Column Greater Than Check#
Check: column-greater-than-check
Purpose: Ensures that values in one column are strictly greater than (or greater than or equal to) the values in another column or the result of evaluating a Spark SQL expression.
Note
Rows with
null
values in either column or the limit result are treated as invalid and will fail the check.Use the
inclusive
flag to control whether equality (>=
) is permitted.inclusive: false
: requirescolumn > limit
inclusive: true
: allowscolumn >= limit
Python Configuration#
from sparkdq.checks import ColumnGreaterThanCheckConfig
from sparkdq.core import Severity
# Simple column comparison
ColumnGreaterThanCheckConfig(
check_id="dropoff-after-pickup",
column="dropoff_datetime",
limit="pickup_datetime",
inclusive=False, # use True to allow equality
severity=Severity.CRITICAL
)
# Expression with mathematical operation
ColumnGreaterThanCheckConfig(
check_id="price-with-margin",
column="selling_price",
limit="cost_price * 1.2",
inclusive=True, # use False to require strict greater than
severity=Severity.CRITICAL
)
# Complex conditional expression
ColumnGreaterThanCheckConfig(
check_id="score-validation",
column="user_score",
limit="CASE WHEN level='beginner' THEN min_score ELSE min_score * 1.1 END",
inclusive=False,
severity=Severity.CRITICAL
)
Declarative Configuration#
- check: column-greater-than-check
check-id: dropoff-after-pickup
column: dropoff_datetime
limit: pickup_datetime
inclusive: false
severity: critical
- check: column-greater-than-check
check-id: price-with-margin
column: selling_price
limit: cost_price * 1.2
inclusive: true
severity: critical
- check: column-greater-than-check
check-id: score-validation
column: user_score
limit: CASE WHEN level='beginner' THEN min_score ELSE min_score * 1.1 END
inclusive: false
severity: critical
Typical Use Cases#
✅ Enforce correct ordering of timestamps, such as ensuring dropoff time is after pickup time.

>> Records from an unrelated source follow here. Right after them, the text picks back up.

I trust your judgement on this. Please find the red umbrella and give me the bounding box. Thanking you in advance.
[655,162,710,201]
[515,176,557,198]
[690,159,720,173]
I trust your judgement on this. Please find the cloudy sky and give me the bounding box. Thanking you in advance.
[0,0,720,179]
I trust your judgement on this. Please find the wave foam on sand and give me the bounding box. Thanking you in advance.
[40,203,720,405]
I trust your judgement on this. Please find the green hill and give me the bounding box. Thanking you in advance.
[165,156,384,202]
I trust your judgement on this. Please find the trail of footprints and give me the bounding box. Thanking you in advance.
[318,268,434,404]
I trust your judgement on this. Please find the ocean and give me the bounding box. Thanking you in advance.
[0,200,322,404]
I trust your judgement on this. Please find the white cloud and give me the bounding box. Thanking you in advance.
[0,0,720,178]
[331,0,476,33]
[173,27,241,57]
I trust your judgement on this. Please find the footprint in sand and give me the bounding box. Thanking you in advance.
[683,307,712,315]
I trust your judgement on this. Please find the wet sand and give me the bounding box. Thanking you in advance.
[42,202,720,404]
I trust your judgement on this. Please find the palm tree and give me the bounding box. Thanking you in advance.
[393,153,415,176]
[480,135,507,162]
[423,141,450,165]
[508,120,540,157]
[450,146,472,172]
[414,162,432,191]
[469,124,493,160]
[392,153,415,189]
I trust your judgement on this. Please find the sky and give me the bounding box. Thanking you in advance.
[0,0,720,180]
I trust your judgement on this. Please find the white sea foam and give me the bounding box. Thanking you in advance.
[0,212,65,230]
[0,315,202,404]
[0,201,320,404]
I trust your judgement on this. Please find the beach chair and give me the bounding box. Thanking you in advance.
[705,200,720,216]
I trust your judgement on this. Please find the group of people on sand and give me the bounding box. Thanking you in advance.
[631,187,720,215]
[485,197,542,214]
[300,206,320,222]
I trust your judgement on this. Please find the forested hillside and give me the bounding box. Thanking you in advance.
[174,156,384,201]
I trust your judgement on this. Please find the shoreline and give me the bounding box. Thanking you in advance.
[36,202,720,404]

✅ Detect incorrect or corrupted ranges in financial or numeric fields.
✅ Validate business rules with dynamic limits, such as ensuring selling price exceeds minimum margins above cost price (e.g., selling_price > cost_price * 1.2).
✅ Apply conditional validation logic based on categories or statuses (e.g., score > CASE WHEN level=’beginner’ THEN min_score ELSE min_score * 1.1 END).
✅ Prevent invalid or logically inconsistent data entries in business-critical systems.